Benefits and pitfalls of the use of intrapartum ultrasound.

Introduction

Ultrasound in labour (intrapartum ultrasound) has come to the fore in the last decade stemming from both an increased desire for a reliable method of labour assessment coupled with increased availability of ultrasound on the delivery suite. The use of ultrasound in the delivery suite currently is predominantly for presentation, amniotic fluid and fetal heart assessment, but there is a growing acknowledgement that ultrasound parameters could be used in assessing the progress of labour, and potentially in predicting labour outcome.

The need for an objective method of assessing labour was first recognised as early as 1977 with the first known publication on intrapartum scanning. A more comprehensive review of intrapartum ultrasound, incorporating some concepts that are standard in contemporary practice was described in a Russian PhD thesis from the mid‐1990s. There is the need, if not an alternative, then at least an adjunctive to digital vaginal examinations (VE). Digital VEs are associated with ascending infection to the fetus, chorioamnionitis and endometritis as well as reduced time to delivery in preterm labour. The examination itself may also be an uncomfortable experience for the labouring woman.

In some circumstances, digital vaginal examinations (VEs) are contraindicated, such as Placenta Praevia or Preterm Prelabour Rupture Of Membranes (PPROM). For some women with a fear of childbirth, previous sexual trauma or vaginismus, digital VEs are especially traumatic and for these women special arrangements are usually made to avoid examination except where absolutely necessary. Irrespective of these concerns, digital VE is a notoriously subjective technique and agreement between observers is frequently poor. ,

Transabdominal ultrasound

Head position

Several studies have assessed the accuracy of transabdominal ultrasound in comparison with digital VE in determining fetal head position. These have concluded that ultrasound is superior to digital VE in identifying the correct fetal head position. – However, a recent large randomised controlled trial has shown no difference in obstetric or neonatal morbidity despite demonstrating increased accuracy of fetal position with ultrasound in the second stage of labour when used in assisted vaginal delivery. In addition, in a recent large randomised study Popowski, et al. have shown increased obstetric intervention in the group where ultrasound was used in addition to vaginal examinations.
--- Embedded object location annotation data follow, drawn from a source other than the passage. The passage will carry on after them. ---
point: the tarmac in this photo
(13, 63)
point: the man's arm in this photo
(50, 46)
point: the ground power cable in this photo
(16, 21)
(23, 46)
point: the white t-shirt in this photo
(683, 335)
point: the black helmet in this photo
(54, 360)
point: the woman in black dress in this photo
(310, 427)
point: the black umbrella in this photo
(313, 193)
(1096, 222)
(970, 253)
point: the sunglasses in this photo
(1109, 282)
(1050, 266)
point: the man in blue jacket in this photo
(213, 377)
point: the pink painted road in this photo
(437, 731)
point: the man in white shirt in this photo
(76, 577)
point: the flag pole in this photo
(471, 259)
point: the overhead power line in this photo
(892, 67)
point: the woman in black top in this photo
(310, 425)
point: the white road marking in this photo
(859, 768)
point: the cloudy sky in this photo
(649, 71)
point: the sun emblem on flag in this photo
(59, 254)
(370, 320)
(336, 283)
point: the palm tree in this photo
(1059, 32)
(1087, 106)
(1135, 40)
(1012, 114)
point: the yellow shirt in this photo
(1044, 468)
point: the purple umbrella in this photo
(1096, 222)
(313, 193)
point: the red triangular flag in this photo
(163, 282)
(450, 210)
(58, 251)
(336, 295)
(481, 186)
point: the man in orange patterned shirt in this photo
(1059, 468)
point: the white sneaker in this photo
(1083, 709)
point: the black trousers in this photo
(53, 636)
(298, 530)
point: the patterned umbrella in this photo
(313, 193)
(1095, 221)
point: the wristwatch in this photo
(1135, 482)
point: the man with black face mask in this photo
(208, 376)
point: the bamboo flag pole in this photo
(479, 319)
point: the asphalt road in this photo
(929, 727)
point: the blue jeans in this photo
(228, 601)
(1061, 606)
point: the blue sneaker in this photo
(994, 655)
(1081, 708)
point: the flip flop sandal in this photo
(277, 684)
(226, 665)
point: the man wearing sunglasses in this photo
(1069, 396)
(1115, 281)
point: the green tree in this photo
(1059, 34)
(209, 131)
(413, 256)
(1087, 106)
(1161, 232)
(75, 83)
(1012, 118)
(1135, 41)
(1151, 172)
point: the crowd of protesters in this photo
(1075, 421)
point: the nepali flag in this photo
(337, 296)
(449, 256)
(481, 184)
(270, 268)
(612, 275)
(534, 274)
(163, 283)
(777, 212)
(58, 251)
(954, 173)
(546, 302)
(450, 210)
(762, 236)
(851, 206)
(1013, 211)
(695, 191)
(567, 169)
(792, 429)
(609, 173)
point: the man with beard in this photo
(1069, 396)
Transperineal (translabial) ultrasound

A novel non‐invasive technique using standard transabdominal probes has been developed where an ultrasound transducer encased in a clean cover is placed in either transverse or sagittal plane on the mother's perineum (Figure 1) but not in the vagina. – Assessments of the descent of the presenting fetal part , and cervical dilatation (Figure 2) can be made within 1–2 minutes and without exerting undue pressure. Such a technique has the potential to reduce the frequency of intrusive internal examinations and associated infection and could be useful in allowing the assessment of women in whom digital VE is traumatic or contra‐indicated.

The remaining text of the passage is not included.